Only Garvey's case had been completely on the up and up. And Garvey had interested me most of the bunch. It had been Garvey I had asked for a machine-gun.

And got one.

Again, nuts.

I went back upstairs. Maybe some sleep would do me good. I hadn't slept much last night and it was already two o'clock tonight.

The light was still out in the upstairs hallway. I groped my way along the wall to my door at the end of the corridor.

I opened it, part way. It hit against some yielding but solid obstacle. Six inches, perhaps, it opened. Then a few more as I shoved harder. There it stuck.

I had the pencil flashlight in my hand, although I hadn't been using it along the hallway. I reached inside the door and turned it on, aimed downward. I could barely get my head inside the door far enough to see what lay there.

It was a body, lying on its back. A man, in pajamas, with blood matted in his black hair. It looked like--

And then something hard and heavy swished through the air and grazed the top of my head. Just grazed it, luckily, for the blow was meant to kill.

Pain blinded me, but I didn't have to be able to see to jerk my head back out of that door. And my hand, still on the knob, pulled the door shut after me.

Whoever was in there could probably open it from the inside, as I had, but not for several minutes.

Then, as a shot roared out inside the room and a little black hole appeared in the panel of the door, I dropped flat. And, as four more shots came through the door, at different angles, I rolled to a corner of the hallway and hugged the floor.

None of them hit me.

Five shots was all that came through the door. That meant that the killer hadn't emptied his gun. A revolver holds six shots, and an automatic may hold more.

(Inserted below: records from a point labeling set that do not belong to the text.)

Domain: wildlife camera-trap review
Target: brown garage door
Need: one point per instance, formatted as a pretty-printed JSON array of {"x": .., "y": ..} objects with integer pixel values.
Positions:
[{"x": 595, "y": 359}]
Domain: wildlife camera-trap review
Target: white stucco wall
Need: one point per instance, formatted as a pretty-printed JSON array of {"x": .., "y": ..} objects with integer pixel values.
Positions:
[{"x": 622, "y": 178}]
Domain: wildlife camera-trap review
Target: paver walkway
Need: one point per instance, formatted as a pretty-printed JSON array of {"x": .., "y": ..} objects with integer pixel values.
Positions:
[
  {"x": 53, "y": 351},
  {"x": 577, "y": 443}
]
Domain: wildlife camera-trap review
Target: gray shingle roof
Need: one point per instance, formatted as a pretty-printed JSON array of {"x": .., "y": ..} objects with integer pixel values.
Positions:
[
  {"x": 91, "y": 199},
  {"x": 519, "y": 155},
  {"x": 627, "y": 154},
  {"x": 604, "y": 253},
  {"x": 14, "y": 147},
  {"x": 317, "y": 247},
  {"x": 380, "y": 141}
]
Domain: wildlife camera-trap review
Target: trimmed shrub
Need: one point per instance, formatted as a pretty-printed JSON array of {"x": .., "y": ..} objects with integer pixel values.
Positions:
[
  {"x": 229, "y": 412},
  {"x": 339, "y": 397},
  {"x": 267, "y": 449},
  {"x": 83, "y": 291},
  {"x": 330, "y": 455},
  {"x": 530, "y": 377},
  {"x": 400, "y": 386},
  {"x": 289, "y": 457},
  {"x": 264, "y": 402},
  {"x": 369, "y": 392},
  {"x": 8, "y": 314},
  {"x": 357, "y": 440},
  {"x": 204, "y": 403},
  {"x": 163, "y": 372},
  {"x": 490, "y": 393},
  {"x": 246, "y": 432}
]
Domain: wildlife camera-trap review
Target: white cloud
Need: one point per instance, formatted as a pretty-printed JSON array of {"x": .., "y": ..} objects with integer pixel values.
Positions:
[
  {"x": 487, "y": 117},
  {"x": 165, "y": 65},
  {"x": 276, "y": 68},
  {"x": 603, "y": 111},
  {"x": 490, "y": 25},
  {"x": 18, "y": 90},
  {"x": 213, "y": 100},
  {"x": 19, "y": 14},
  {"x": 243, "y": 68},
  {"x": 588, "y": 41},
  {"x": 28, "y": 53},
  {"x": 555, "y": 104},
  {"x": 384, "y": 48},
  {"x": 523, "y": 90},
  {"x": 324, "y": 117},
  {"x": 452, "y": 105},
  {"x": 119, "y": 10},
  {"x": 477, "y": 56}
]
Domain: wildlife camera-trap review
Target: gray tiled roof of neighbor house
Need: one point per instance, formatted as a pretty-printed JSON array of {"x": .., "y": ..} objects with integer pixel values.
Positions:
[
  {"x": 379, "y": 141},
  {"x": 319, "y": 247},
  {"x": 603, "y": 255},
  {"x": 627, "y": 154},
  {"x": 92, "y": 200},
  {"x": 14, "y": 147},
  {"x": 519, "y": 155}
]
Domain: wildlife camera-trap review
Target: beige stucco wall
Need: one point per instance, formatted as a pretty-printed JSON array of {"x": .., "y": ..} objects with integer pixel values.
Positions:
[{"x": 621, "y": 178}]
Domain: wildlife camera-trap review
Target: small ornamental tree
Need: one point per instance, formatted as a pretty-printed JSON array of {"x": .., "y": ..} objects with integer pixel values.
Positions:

Then silence. I listened carefully but the man inside didn't seem to be working on the lock to let himself out.

I stood up cautiously, and used my handkerchief to wipe off blood that was running down my forehead and into my eyes.

There wasn't silence any more now; there was bedlam. From most of the rooms along that corridor came voices yelling questions as to what was happening, wanting to be let out. Several doors were being hammered by impatient fists.

I heard footsteps running along the corridor overhead on the third floor, which meant that attendants were coming. If I waited for them it would be too late to find out what I most wanted to know--which of the patients were still in their rooms and which were not.

I ran along that corridor, jerking doors open. In most cases, the occupant of the room was right behind the door. If he wasn't I stuck my head inside and played my flashlight on the bed. I didn't take time to answer questions or make explanations, and I finished the corridor by the time the tall attendant, in white uniform, and Garvey, pulling trousers up over a nightshirt, came pounding down the stairs.